Adapter Implementation

The following classes define the common interfaces for all adapter methods. They further hold logic shared by all adapter implementations. All newly added adapter methods should inherit from either one of these classes.

class adapters.AdapterLayerBase

Base class for all adaptation methods that require per-layer modules.

Make sure the ‘adapter_modules_name’ attribute is overriden in derived classes.

abstract add_adapter(adapter_name: str, layer_idx: int) → bool

Adds a new adapter module to the layer.

Parameters

adapter_name (str) – The name of the new adapter to add.
layer_idx (int) – The index of the adapters layer (this should be set once by the first added adapter and the kept fix).

Returns

True if the adapter was added, False otherwise.

Return type

bool

average_adapter(adapter_name: str, input_adapters: Dict[str, float], combine_strategy, **kwargs) → bool

Averages a set of adapter modules into a new adapter module.

Parameters

adapter_name (str) – The name of the new (averaged) adapter module to add.
input_adapters (Dict[str, float]) – Dictionary of adapter names and their corresponding weights.
combine_strategy (str) – The strategy to combine the adapters. Available strategies depend on the used adapter method, see: https://docs.adapterhub.ml/adapter_composition.html#merging-adapters
**kwargs – Additional arguments that are specific to the combine_strategy. E.g. svd_rank for LoRA.

Returns

True if the adapter was added, False otherwise.

Return type

bool

delete_adapter(adapter_name: str)

Deletes an adapter module from the layer.

Parameters: adapter_name (str) – The name of the adapter to delete.

enable_adapters(adapter_setup: AdapterCompositionBlock, unfreeze_adapters: bool, unfreeze_fusion: bool)

Enables/ disables a set of adapter modules within the layer.

Parameters

adapter_setup (AdapterCompositionBlock) – The adapter setup to enable/ disable.
unfreeze_adapters (bool) – Whether to unfreeze the adapters.

freeze_adapter(adapter_name: str, freeze: bool = True)

Freezes/ unfreezes an adapter module.

Parameters

adapter_name (str) – The name of the adapter to freeze/ unfreeze.
freeze (bool, optional) – Whether to freeze the adapter. Defaults to True.

get_adapter(adapter_name: str) → Module

Returns the adapter module with the given name.

Parameters: adapter_name (str) – The name of the adapter module.

pre_save_adapters(): Called before saving the adapters to disk.

class adapters.ComposableAdapterLayerBase(*args, **kwargs)

Base class for all adapter methods that support composition.

Make sure the ‘adapter_modules_name’ and ‘supported_compositions’ attributes as well as all abstract methods are overriden in derived classes. ‘allow_multi_parallelize’ can be set to True to allow inputs to be parallelized independently multiple times. This is useful when there are multiple parallel input flows through an adapter layer (e.g. in LoRA).
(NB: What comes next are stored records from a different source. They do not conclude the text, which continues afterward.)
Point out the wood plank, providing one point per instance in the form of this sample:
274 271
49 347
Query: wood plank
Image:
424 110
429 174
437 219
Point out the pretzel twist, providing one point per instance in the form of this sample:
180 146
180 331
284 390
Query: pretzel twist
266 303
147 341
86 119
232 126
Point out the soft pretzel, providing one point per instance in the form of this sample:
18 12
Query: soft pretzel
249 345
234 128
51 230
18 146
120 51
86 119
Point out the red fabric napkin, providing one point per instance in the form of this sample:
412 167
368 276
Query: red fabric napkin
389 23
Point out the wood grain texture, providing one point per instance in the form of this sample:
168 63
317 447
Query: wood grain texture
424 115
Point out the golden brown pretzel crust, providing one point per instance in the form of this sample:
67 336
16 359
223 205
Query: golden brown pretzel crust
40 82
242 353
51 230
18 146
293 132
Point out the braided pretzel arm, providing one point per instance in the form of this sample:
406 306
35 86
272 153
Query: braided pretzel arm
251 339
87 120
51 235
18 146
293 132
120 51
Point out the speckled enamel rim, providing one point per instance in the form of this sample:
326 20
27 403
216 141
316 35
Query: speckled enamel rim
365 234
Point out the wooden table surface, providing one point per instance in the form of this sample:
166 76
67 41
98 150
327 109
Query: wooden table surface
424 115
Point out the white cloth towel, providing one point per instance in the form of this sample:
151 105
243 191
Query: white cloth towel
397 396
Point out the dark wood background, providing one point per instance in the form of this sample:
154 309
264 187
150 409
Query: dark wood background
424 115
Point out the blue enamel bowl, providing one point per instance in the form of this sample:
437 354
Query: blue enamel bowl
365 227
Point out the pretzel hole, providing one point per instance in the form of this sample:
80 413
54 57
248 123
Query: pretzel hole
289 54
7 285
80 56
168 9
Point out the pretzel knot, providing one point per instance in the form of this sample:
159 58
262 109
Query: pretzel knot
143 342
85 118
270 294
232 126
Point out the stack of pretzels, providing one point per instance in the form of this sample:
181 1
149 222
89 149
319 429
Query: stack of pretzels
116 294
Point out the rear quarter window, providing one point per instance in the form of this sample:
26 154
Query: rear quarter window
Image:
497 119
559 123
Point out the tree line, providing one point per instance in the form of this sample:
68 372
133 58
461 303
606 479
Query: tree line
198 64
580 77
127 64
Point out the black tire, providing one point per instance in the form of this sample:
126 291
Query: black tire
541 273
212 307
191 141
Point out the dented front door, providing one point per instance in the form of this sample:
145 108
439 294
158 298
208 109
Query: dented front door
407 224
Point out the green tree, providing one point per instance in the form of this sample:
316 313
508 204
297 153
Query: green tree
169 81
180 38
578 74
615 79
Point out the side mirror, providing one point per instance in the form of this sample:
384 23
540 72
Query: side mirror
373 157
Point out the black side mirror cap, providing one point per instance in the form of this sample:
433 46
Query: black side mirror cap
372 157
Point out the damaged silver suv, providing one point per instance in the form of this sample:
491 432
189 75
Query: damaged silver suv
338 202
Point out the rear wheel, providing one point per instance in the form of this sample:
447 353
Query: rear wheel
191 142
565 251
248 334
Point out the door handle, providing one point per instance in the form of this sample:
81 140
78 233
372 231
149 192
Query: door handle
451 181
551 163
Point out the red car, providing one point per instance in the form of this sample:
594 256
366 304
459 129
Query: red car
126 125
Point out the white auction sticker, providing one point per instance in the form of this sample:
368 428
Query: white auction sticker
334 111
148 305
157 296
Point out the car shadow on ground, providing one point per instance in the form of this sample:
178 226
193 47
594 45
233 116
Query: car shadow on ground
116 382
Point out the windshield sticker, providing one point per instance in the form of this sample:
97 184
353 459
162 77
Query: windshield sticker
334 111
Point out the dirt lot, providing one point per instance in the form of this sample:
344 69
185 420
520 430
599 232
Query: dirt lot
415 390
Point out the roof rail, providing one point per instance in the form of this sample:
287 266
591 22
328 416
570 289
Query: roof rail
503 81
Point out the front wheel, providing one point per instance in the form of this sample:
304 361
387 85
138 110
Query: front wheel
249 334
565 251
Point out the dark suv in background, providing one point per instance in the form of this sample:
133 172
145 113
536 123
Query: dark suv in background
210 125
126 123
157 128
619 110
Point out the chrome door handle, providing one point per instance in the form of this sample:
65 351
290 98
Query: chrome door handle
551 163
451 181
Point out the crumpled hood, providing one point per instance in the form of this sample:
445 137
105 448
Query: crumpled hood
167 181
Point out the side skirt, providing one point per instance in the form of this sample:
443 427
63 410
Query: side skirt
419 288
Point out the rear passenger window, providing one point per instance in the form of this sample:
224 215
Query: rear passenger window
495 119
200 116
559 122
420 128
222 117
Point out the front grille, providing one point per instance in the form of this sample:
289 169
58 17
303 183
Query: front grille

check_composition_valid(parent: AdapterCompositionBlock, child: AdapterCompositionBlock, lvl: int)

Checks whether the given composition is valid.

Parameters

parent (AdapterCompositionBlock) – The parent composition block.
child (AdapterCompositionBlock) – The child composition block.
lvl (int) – The composition depth.

Raises

ValueError – If the composition is invalid.

compose(adapter_setup: Union[AdapterCompositionBlock, str], state: NamedTuple) → NamedTuple

The main composition forward method which recursively calls the composition blocks forward methods. This method should be called by the forward method of the derived class.

Parameters

adapter_setup (Union[AdapterCompositionBlock, str]) – The adapter setup to be used.
state (NamedTuple) – The current state.

Returns

The state after forwarding through the adapter setup.

Return type

NamedTuple

compose_average(adapter_setup: Average, state: NamedTuple, lvl: int = 0): For averaging the output representations of multiple adapters.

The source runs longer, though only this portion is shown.